Follicular development is a highly coordinated process that in humans takes more than 6 months. Pituitary gonadotropins and a variety of locally produced growth factors and cytokines are involved in determining a precise sequence of changes in cell metabolism, proliferation, vascularization, and matrix remodeling in order to obtain a follicle with full ovulatory and steroidogenic capability. A low-grade inflammation can alter such processes leading to premature arrest of follicular growth and female reproductive failure. On the other hand, factors that are involved in inflammatory response as well as in innate immunity are physiologically upregulated in the follicle at the final stage of maturation and play an essential role in ovulation and fertilization. The generation of pentraxin 3 (PTX3) deficient mice provided the first evidence that this humoral pattern recognition molecule of the innate immunity has a non-redundant role in female fertility. The expression, localization, and molecular interactions of PTX3 in the periovulatory follicle have been extensively studied in the last 10 years. In this review, we summarize findings demonstrating that PTX3 is synthesized before ovulation by cells surrounding the oocyte and actively participates in the organization of the hyaluronan-rich provisional matrix required for successful fertilization. Data in humans tend to confirm these findings, indicating PTX3 as a biomarker of oocyte quality. Moreover, we discuss the emerging evidence that in humans altered PTX3 systemic levels, determined by genetic variations and/or low-grade chronic inflammation, can also impact the growth and development of the follicle and affect the incidence of ovarian disorders.

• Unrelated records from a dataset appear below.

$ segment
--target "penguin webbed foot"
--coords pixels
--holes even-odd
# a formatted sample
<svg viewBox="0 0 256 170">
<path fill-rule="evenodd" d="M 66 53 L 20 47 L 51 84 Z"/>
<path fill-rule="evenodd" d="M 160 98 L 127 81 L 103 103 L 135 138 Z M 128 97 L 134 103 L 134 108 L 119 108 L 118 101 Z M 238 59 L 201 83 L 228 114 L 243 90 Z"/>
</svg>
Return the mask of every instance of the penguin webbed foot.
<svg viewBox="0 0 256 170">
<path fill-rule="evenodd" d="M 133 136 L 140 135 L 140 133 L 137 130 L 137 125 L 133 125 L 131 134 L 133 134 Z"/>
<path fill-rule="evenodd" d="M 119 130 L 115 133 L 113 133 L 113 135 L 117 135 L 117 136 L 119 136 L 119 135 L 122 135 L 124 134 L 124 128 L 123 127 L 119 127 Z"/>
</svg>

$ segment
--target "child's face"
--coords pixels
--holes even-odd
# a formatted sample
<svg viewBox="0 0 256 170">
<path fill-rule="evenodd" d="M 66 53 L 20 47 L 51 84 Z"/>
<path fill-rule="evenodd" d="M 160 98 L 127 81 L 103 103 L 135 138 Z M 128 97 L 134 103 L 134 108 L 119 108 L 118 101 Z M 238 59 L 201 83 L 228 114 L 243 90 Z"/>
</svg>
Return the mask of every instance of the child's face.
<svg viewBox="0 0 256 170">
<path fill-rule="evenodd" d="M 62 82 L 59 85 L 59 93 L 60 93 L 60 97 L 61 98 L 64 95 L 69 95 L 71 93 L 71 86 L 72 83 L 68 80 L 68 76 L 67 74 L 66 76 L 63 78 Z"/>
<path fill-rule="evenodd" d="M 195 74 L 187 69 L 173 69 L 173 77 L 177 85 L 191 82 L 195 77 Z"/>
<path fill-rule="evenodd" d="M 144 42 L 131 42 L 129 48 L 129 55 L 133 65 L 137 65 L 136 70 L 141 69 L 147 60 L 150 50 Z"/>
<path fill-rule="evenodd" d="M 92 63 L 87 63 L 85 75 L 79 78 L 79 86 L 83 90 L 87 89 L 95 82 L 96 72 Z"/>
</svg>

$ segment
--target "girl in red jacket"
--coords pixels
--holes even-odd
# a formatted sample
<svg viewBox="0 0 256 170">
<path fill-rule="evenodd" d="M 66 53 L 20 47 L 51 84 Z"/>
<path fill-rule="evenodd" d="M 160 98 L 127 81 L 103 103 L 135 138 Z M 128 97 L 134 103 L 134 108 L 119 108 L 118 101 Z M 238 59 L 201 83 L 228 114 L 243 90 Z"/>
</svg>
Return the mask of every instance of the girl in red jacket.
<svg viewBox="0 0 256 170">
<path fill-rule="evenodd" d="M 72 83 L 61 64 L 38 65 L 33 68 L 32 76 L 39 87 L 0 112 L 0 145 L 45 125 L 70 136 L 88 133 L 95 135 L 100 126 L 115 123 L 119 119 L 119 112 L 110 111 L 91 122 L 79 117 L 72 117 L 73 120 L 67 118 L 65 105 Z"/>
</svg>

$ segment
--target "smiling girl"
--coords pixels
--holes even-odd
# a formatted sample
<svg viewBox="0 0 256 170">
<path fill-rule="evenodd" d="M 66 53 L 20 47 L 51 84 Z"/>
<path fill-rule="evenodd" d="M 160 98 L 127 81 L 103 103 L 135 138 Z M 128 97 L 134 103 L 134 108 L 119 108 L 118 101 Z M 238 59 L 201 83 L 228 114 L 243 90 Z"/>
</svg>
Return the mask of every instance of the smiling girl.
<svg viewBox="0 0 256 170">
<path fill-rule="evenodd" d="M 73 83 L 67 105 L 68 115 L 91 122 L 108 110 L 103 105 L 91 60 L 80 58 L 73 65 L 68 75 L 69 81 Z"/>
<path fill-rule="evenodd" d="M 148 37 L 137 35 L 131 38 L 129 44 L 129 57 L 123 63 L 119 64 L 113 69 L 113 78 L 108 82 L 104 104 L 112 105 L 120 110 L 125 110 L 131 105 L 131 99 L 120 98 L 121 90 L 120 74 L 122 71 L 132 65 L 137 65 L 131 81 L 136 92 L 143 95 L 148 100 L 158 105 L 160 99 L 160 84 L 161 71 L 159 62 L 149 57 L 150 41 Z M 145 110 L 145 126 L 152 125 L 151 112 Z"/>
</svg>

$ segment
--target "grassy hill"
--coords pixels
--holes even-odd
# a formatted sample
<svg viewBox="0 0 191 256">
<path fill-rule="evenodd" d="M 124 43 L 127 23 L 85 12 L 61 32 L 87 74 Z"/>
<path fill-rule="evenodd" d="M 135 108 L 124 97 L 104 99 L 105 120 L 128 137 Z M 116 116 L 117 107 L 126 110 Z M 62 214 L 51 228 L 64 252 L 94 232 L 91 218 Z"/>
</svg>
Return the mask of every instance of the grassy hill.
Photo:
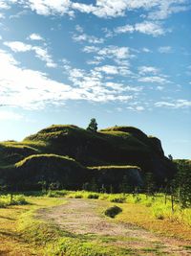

Keywords: PCOS; PTX3; cumulus matrix; fertility; follicle growth; ovarian disorders; theca cells.

Figure 1

Schematic representation of molecular interactions and functions of PTX3 during folliculogenesis. SNP haplotypes of PTX3 and altered circulating PTX3 levels in reproductive disorders suggest a role of PTX3 in the control of ovarian immune milieu during follicle development. In the preovulatory follicle, PTX3 is expressed by CCs and interacts with IαI and TSG6 for organizing the HA matrix, which is essential for oocyte ovulation and fertilization. After ovulation, PTX3 is expressed by stromal and endothelial cells of the corpus luteum and, by sequestering FGF2, is involved in vasculature involution during its regression. (CCs, cumulus cells; GCs, granulosa cells).

Figure 2

Proposed model of PTX3/HC/TSG6/HA interactions in cumulus matrix. During cumulus matrix formation, the binding of HA-linked HCs to the multimeric PTX3 molecule allows the crosslinking of several HA strands. TSG6, that catalyzes the transfer of HCs from CS of IαI to HA through the formation of an intermediate complex (TSG6-HC), also binds to PTX3. These interactions facilitate the simultaneous and coordinated integration of HCs and PTX3 within the cumulus matrix. (CS, chondroitin sulfate; LC, light chain; HC, heavy chain; HA, hyaluronan).